Difícil se me hace el verso
para largar mi pensamiento
en algo que le merece;
lo intentaré con la prosa,
aunque han de salirme estrofas
o cosas que lo parecen
sin quererlo, algunas veces.
Subo al Huerto tarde y con desgana, sólo por cumplir la promesa de acudir a la celebración de dos cumpleaños. Voy ligero de esperanzas y con un atillo de dudas: con este clima inclemente seguro que no sube nadie; ¿por qué tienen que venir en el día de su nacimiento, con humedades y frío, si pueden celebrarlo en casa con los suyos o los amigos, calentitos y contentos? Cuando me encuentro cerca, entre las brumas de esta mañana de grisácea monotonía atisbo ya de reojo presencias multicolores. Me aproximo. La escena se configura en un sorprendente realismo mágico: tras una cortina de granizo fino que cae en ese momento, en torno a una mesa con restos de nieve, cuatro siluetas sonrientes, y amparadas en granates, esmeraldas, azulados, albos y amarillos, escancian sidra que elevan en brindis a la intemperie, al cielo o, tal vez, a los dioses de la tierra. ¡Ay…, quién pudiera transmitir la sensación de ese momento!

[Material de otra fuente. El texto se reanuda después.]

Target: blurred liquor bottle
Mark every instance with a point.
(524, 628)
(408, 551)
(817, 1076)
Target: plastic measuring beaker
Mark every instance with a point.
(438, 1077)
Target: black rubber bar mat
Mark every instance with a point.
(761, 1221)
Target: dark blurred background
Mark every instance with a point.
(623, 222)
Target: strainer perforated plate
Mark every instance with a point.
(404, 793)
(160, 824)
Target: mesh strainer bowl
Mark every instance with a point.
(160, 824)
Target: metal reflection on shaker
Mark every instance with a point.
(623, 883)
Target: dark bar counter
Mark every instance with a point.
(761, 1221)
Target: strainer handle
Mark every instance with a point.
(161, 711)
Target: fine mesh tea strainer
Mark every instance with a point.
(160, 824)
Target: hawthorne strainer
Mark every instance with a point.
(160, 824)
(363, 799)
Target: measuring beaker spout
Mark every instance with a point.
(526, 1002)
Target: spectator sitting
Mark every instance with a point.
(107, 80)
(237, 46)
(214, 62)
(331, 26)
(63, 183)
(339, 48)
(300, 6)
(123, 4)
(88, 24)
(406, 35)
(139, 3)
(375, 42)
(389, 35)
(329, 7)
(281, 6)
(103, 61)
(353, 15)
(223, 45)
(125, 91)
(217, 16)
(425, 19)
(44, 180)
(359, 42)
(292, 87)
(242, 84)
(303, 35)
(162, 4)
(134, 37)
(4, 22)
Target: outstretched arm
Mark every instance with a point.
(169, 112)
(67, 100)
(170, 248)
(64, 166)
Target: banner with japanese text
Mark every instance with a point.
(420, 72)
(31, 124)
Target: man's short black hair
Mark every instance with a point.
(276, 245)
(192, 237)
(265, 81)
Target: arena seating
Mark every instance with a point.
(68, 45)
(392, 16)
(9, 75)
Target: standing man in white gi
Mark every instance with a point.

Lo que viene después es más sencillo de describir. El acomodarnos en el refugio con mesa y mantel cubierto de viandas: la jugosa tortilla hecha con huevos de gallinas felices; el queso fresco que se disuelve en el paladar, dejando aromas a recental; el pan dorado y crujiente; los frutos secos y un condumio de gustillo exótico y extraño nombre que aportan los dos postreros comensales; y (que me perdonen las ausentes) la tarta!: escarchados dátiles flotando en un mar de chocolate derretido en su justa textura, como para pringarse los dedos y perderse en éxtasis de sabores mientras zampamos el jugoso bizcocho que lo sustenta. Todo ello regado, a más de la sidra, con sosegadas y repetidas libaciones de un portentoso “rioja”.
Así, concluido el festín, con la sonrisa desbordada y la cabeza templada, fuimos descendiendo sin hacer caso al lamento de los pies a punto de congelación. Y lo dejo, antes de que me salga un mal verso.